I ricercatori hanno utilizzato uno speciale bioreattore pressurizzato riempito con H 2  e CO 2  per rendere disponibili i gas ai microbi. “Ha funzionato: i batteri potevano crescere sotto la pressione del gas e generare acido formico dalla CO 2 “, ha affermato il dott. Sargent.

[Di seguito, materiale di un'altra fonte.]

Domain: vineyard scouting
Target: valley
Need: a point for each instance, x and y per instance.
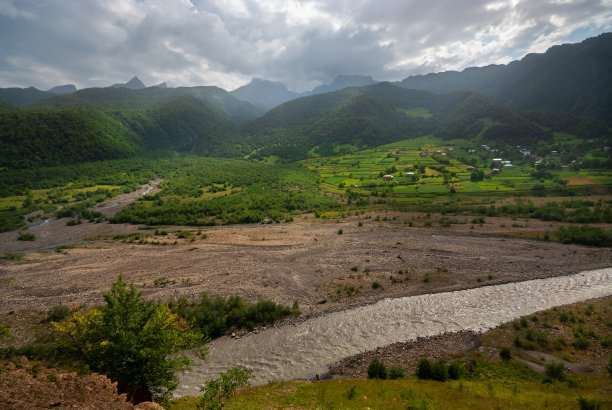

Il Dr. Sargent ha sviluppato l’idea dalla lettura dell’emergere della vita sulla Terra, sia nella letteratura primaria che nei libri di divulgazione scientifica, ha detto. Tre miliardi e mezzo di anni fa, non c’era ossigeno nell’atmosfera, ma c’erano alti livelli di CO 2  e H 2 , e la vita cellulare aveva iniziato a evolversi 10.000 metri sotto la superficie dell’oceano.

Allora, questi composti avrebbero dovuto essere convertiti nei carboidrati da cui dipende tutta la vita. Ciò potrebbe essere stato ottenuto da un enzima “come quello che abbiamo trovato in  E. coli , che idrogena l’anidride carbonica in un acido organico”, ha affermato il dott. Sargent. “Volevamo provarlo in laboratorio.”

“In tutto il mondo, le società comprendono l’importanza di combattere il cambiamento climatico , sviluppare fonti energetiche sostenibili e ridurre i rifiuti”, ha affermato il dott. Sargent. “La riduzione delle emissioni di anidride carbonica richiederà un paniere di soluzioni diverse. La biologia e la microbiologia offrono alcune opzioni interessanti”.

“L’obiettivo finale sarebbe quello di catturare la CO 2 sprecata  utilizzando il gas idrogeno rinnovabile dal bioidrogeno, come in questa ricerca, o l’elettrolisi alimentata da elettricità rinnovabile e convertirlo in acido formico”, ha affermato il dott. Sargent. “La chiave è che un microbo utilizzi il formiato come unica fonte di carbonio. Quindi possiamo produrre carburante, plastica o prodotti chimici. Questa è la visione di una bioeconomia veramente ciclica in cui la CO 2  viene costantemente prodotta, catturata e restituita al mercato”.